One of the places, the hospital of Damien’s birth, Thorne seeks birth records. There are none since they were destroyed in a fire five years ago. However, Thorne recalls a priest, Father Spiletto (Martin Benson) that was there on the day of Damien’s birth and is informed that the priest had given into temptation, fallen from grace, and is being kept in a monastery. (This is the one proclaiming the child is dead at the beginning of the film). The priest, unable to speak, under the penance of one eye peering front and one eye peering back for his turn of faith, scribbles a single word on a parchment. That word is the name of a cemetery where Thorne will find the graves of Damien’s mother, as well as the body of his actual son, who Damien has taken the place of.

The two go to the cemetery, a gothic and eerie place guarded by an iron fence. They search and find the two crypts and slid the tops open to discover that one holds an animal, a jackal, Damien’s real mother, and the other holds an infant skeleton with a large hole in its skull. Thorn now knows his real son was murdered soon after birth. Immediately they are surrounded by vicious Rottweiler’s and must fight to get away, which they do.

The quest takes them to the one person who is knowledgeable in all this, an archeologist that has discovered the birthplace of Christianity. The man will only speak to Thorne alone and sends the photographer away. Thorne is given seven daggers, to be used to kill the child, with explicit instructions that it must occur on hallowed ground, such as a church.

After the meeting, Jennings pry’s as to what the man disclosed and Thorne conveys, but is perplexed, not wanting to kill a child. He decides against it and tosses the daggers. Jennings retrieves them intending to do the deed himself and is decapitated when a runaway truck tosses a sheet of glass. Bearing witness, Thorne realizes the truth and gathers up the daggers with intent.

Quietly he enters the home’s front door. Damien’s guardian, the Rottweiler, is aware and rises to prowl and seek Thorne. Thorne tricks the dog, locking him away and keeping him from aiding.

In Damien’s bedroom, Mrs. Baylock surprises and attacks Thorne, but he is able to fend off the attack, eventually stabbing and killing her with a pair of scissors.

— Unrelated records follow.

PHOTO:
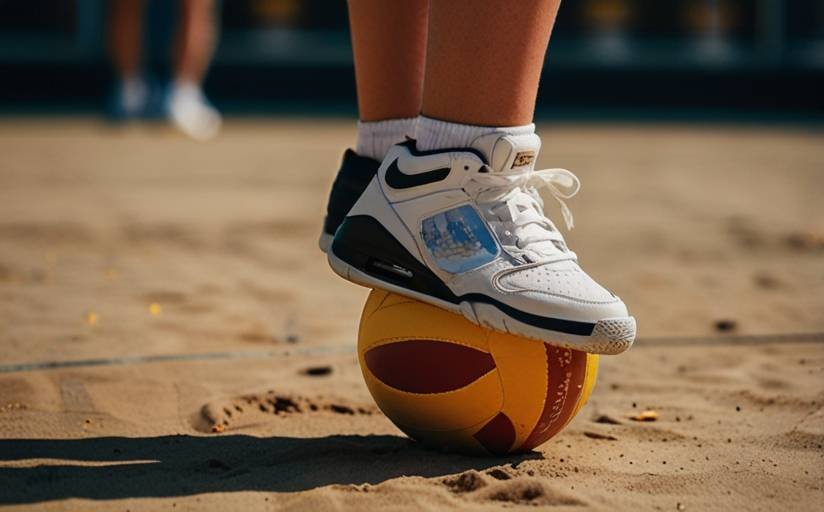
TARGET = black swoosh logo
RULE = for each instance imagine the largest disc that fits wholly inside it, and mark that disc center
(396, 179)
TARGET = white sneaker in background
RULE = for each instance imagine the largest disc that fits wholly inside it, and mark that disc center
(191, 112)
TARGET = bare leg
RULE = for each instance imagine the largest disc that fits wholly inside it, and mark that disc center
(195, 39)
(389, 44)
(125, 37)
(484, 60)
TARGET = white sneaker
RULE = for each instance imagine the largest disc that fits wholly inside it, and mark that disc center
(191, 112)
(464, 229)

He escapes the house with Damien in tow and is chased by the police for speeding as he races to the church. Holding Damien down before the church alter, Thorne, dagger raised, is shot to death by a policeman before he is able to inflict a fatal blow.

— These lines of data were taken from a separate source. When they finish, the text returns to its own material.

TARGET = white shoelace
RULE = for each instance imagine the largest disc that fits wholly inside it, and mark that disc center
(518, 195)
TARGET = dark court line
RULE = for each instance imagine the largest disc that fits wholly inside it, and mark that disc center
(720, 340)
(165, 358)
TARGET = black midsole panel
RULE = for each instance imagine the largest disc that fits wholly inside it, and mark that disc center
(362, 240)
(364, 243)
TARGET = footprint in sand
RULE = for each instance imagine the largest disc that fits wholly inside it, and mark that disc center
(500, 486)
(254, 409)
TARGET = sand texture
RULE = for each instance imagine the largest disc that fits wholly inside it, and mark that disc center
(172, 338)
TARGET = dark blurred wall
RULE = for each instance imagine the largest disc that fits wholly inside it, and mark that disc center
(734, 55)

The final scene shows Damien, at Thorne’s funeral, standing between and holding the hands of a couple who will now care for him. It is Thorne’s brother and his wife, The President of the United States. Damien turns and looks at the camera, a smirk on his face.

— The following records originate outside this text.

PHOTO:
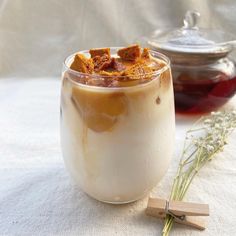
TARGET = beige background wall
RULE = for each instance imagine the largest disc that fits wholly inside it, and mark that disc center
(36, 35)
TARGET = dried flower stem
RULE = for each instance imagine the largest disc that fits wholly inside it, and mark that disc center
(206, 138)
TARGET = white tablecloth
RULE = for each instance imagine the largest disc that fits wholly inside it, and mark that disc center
(37, 196)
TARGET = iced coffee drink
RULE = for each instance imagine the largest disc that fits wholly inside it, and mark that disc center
(117, 121)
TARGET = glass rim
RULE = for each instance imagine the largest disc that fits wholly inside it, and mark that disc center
(81, 74)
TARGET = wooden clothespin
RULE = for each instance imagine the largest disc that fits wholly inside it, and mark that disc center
(183, 212)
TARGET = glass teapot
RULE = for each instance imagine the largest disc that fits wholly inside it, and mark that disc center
(204, 73)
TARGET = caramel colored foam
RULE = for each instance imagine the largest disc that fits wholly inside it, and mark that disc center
(99, 111)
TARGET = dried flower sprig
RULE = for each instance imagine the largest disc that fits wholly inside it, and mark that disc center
(206, 138)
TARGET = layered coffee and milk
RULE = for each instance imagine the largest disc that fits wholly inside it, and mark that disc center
(117, 121)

The Omen is a film that makes a serious attempt at ranking equally alongside other demonic films such as The Exorcist and Rosemary's Baby, but falls a bit short in comparison. However, in premise and flow, The Omen may have a slightly more frightening effect due to the immense biblical overtones guiding this film directly into the fear that many people harbor, and the gothic atmospheric architecture employed throughout. This is one of those films that some fearfully will not consider watching. For much like both The Exorcist and Rosemary’s Baby, it is a believable film utilizing actual biblical points and there is always something terrifying about that.